During National Library Week, some book geeks (like the ones here at Writer’s Relief) might wonder how libraries came into existence. From small to large and private to public, the library has a rich history that began a long time ago in a land far away and had little to do with actual books. This may seem a little sketchy—as in rough outline, not suspicious; we’re not sneaking off with your library card—but here’s a very interesting brief history about the library and how it came to be.
A Brief History Of The Library From A To Z
Research seems to indicate that libraries originated out of a need to preserve the sales and tax records as well as other administrative details of running a country. We don’t really know exact dates because, well, there were no libraries existing to store those dates. But an agreed-on time period puts the first library appearing about 5,000 years ago in the Fertile Crescent, an area that roughly covers the modern-day Middle East. This is the area that also brought us the invention of the wheel, planting cereal crops, and great strides in math, astronomy, and agriculture. It wasn’t called fertile for nothing!
The earliest known library was founded in Nineveh (now modern-day Iraq) sometime in the seventh century BCE. The library had 30,000 volumes, all clay tablets, which were engraved by scribes using a reed to impress characters into wet clay. And you thought hardcover books were cumbersome! (Hmmm…wonder what the return cart looked like…) Interestingly, clay tablets were stored much like modern-day books with the spine facing out.
Later, more libraries (and librarians) popped up across the developing world in Egypt, India, and much of Asia. The oldest known functioning library is in Morocco, which opened 1,157 years ago, in 859 AD. That’s also the year algebra was invented: Which proves that some inventions benefited humankind, while others were created simply to throw the alphabet into math problems and cause stress when taking exams.
For hundreds of years, libraries were private collections, restricted to scholars, priests, and friends of the wealthy patrons who funded the libraries. In fact, books were so scarce that they were once chained to the desks! (And some still are if you can believe that!) Throughout parts of China, libraries were exclusively developed and used by members of the royal families or approved scholars. Knowledge is power—and sometimes, so is a royal bloodline.
The invention of the printing press in the fifteenth century changed the library forever. Eventually, private libraries would become accessible to everyone as books became more available to the working class. Yet it still took several hundred years more for public libraries to appear. The first public, tax-supported library in America was opened in Peterborough, New Hampshire, in 1833. The earliest established library by and for African Americans—the Philadelphia Library Company of Colored Persons, was incorporated a few years later in 1836.
Do We Like Library Classification Systems? Dewey Ever!
The earliest library classification system was developed during the third century BC at the library of Alexandria, Egypt. Library classification systems changed throughout the centuries as well.
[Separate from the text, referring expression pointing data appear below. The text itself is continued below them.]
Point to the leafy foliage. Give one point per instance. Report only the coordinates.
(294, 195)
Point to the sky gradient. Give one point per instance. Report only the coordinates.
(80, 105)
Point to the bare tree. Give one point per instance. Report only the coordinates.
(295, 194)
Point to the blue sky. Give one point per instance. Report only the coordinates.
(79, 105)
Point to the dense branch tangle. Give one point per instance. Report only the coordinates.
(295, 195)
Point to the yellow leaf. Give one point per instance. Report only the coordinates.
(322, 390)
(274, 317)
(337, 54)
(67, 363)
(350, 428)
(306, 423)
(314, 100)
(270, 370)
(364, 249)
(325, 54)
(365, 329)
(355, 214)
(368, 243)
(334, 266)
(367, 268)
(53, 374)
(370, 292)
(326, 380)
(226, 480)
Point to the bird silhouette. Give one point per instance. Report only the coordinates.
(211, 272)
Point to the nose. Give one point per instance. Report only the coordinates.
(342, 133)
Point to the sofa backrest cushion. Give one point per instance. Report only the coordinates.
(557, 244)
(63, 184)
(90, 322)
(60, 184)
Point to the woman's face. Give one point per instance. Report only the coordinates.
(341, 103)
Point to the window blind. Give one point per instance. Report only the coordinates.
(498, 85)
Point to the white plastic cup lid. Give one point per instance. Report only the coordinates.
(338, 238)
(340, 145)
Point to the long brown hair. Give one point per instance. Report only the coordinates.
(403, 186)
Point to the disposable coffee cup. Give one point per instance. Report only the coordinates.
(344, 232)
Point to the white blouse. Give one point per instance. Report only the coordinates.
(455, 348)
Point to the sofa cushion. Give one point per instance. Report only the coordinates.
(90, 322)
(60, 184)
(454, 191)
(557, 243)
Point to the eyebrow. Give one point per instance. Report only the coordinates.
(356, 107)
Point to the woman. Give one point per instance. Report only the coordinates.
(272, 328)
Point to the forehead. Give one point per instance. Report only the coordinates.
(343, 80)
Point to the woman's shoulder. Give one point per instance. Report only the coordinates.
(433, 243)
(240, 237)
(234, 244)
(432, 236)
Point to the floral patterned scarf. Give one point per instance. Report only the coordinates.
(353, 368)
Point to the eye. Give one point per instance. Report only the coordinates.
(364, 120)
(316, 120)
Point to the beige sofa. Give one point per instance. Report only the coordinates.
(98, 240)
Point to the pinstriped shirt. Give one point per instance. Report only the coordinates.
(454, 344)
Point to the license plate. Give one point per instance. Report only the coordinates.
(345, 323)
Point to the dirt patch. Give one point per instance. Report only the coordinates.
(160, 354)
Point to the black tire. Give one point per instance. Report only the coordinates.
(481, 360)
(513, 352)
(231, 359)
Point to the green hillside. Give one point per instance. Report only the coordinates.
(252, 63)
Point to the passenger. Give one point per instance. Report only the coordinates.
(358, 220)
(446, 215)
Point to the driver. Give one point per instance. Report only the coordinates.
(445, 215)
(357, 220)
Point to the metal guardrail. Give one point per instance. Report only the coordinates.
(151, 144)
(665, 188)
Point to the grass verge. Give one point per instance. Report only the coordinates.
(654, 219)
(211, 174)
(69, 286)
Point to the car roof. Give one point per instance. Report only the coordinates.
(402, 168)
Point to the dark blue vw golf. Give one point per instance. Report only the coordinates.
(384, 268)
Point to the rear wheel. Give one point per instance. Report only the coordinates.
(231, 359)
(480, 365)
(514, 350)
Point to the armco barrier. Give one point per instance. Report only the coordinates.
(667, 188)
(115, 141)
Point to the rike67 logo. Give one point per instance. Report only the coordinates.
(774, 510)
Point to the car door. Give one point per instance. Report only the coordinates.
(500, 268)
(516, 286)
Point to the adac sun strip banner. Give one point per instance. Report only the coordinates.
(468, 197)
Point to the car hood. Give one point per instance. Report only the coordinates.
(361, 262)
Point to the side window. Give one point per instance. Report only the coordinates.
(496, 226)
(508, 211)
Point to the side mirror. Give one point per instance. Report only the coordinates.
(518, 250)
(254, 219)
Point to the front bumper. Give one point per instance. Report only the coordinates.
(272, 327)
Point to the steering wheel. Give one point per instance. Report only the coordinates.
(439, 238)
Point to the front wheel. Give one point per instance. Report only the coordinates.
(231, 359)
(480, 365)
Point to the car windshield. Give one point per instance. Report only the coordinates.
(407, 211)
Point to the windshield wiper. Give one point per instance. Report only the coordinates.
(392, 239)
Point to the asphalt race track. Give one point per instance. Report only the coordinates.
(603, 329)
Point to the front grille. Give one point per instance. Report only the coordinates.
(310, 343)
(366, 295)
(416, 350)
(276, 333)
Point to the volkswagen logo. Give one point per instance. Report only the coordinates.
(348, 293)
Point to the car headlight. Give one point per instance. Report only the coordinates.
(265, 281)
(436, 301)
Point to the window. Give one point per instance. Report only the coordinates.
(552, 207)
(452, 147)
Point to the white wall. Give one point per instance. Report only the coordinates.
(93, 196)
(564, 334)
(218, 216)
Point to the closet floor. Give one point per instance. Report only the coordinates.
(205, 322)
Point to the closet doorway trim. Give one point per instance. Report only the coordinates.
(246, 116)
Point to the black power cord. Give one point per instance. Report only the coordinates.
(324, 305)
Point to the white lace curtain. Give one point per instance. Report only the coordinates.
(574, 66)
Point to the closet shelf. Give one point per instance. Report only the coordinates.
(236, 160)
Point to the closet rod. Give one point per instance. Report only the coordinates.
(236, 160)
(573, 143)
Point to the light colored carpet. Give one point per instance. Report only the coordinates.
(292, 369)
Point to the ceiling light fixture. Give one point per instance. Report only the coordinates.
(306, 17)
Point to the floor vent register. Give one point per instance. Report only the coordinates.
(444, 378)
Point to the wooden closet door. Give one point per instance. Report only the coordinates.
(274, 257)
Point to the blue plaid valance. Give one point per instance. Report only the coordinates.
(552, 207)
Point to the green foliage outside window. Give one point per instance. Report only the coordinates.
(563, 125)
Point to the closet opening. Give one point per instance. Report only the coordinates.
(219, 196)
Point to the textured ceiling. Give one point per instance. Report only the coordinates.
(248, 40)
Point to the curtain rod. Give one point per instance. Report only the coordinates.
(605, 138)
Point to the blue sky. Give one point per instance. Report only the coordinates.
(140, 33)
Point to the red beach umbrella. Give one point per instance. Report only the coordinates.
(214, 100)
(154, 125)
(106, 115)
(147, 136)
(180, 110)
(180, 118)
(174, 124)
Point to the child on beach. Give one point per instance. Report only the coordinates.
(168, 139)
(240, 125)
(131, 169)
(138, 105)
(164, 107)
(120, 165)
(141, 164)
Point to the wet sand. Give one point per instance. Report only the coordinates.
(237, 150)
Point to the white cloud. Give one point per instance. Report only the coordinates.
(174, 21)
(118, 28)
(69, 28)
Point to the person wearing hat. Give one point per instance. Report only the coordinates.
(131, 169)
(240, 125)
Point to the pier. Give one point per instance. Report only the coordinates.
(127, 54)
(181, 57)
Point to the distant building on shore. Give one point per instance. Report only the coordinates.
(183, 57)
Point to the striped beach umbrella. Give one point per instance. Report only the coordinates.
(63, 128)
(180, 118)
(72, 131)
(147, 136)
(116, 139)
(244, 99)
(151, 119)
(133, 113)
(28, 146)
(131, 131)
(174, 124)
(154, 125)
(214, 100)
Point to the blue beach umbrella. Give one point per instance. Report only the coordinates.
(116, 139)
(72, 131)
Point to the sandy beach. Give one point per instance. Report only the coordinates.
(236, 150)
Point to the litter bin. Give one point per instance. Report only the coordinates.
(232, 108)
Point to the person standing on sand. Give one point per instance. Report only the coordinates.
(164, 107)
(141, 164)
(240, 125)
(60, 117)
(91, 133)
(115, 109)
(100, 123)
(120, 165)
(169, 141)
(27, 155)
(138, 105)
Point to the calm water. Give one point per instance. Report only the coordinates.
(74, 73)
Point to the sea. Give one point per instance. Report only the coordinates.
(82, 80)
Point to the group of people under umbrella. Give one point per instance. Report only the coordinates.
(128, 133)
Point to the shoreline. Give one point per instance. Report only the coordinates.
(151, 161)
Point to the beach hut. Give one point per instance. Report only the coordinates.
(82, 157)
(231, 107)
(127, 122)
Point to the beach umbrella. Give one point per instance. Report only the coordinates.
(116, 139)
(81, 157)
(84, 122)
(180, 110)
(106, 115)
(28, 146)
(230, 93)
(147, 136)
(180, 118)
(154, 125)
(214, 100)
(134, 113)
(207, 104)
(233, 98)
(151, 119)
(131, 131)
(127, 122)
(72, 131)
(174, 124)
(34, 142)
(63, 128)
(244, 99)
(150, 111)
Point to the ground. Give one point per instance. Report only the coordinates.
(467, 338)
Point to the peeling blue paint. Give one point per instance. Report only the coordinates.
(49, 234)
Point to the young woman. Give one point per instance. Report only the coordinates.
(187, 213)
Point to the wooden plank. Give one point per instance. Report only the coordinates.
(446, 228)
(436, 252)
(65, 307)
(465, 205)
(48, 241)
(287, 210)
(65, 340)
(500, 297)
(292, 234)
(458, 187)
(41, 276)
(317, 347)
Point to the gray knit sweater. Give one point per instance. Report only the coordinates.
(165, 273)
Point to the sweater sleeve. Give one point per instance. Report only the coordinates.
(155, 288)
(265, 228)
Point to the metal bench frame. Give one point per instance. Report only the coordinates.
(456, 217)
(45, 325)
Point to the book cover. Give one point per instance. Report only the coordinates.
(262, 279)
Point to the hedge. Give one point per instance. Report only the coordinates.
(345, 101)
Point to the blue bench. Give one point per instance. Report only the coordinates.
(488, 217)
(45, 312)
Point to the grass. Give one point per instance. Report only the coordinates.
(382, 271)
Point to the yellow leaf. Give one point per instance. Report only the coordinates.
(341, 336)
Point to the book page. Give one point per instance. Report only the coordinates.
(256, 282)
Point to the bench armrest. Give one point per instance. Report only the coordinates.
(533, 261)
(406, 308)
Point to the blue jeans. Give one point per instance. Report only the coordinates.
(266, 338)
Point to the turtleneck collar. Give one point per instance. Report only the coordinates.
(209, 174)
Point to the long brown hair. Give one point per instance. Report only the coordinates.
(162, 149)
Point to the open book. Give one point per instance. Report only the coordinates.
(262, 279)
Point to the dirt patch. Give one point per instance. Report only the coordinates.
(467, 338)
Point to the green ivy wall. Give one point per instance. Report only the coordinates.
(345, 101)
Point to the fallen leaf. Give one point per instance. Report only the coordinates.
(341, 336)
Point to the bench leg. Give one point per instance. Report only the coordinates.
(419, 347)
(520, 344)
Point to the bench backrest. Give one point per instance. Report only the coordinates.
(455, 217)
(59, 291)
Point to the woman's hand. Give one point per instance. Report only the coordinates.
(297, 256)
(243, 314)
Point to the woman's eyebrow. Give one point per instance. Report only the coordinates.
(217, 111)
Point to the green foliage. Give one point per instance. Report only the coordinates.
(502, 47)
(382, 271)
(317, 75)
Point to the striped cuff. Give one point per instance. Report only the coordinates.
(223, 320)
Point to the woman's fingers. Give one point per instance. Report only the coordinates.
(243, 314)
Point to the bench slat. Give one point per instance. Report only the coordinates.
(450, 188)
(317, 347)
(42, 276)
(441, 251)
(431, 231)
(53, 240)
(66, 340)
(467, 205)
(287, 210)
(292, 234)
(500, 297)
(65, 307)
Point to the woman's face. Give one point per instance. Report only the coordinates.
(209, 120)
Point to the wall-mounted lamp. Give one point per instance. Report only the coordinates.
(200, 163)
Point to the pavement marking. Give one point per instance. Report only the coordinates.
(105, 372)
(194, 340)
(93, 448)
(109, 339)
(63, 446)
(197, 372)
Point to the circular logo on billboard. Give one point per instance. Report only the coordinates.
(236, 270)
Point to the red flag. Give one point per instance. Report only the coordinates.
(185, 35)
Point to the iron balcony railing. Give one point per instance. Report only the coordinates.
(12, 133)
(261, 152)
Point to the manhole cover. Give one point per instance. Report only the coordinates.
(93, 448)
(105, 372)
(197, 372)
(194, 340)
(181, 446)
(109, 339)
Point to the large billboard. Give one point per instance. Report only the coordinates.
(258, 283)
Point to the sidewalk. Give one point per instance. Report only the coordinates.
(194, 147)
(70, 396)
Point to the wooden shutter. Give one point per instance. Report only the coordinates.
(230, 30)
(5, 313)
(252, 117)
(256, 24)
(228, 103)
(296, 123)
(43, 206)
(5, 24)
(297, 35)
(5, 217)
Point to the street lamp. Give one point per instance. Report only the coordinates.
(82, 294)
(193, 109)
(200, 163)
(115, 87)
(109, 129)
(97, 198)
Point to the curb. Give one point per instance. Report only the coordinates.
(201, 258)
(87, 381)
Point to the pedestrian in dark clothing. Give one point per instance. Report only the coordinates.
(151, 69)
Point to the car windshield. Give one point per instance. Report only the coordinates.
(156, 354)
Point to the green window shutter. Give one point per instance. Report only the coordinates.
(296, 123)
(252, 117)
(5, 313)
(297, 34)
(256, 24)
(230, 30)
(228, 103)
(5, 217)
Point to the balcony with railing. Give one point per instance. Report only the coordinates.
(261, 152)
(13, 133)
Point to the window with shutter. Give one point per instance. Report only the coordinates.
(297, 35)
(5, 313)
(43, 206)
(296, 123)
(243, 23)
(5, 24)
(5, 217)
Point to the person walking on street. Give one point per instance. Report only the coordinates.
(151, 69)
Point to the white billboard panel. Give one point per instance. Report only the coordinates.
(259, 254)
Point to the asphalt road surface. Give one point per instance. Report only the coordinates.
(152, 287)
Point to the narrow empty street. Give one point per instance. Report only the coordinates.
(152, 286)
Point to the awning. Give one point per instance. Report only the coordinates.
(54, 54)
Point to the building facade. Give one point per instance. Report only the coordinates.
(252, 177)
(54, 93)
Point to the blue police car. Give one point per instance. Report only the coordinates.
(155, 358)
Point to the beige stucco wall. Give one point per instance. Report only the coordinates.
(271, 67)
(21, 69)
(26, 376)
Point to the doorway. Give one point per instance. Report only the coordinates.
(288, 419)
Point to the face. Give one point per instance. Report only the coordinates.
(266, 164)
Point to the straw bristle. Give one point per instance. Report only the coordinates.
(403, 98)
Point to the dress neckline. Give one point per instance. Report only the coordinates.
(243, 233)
Many private libraries had wildly idiosyncratic systems, but as collections grew in scope and size, classification systems became more universal and uniform. Our friend Melvil Dewey established his system of classification in 1876, long before the Library of Congress established the classification system for academic libraries at the turn of the twentieth century. And the rest, as they say, is history—which is Dewey Decimal Classification 900.
Question: Which is your favorite library?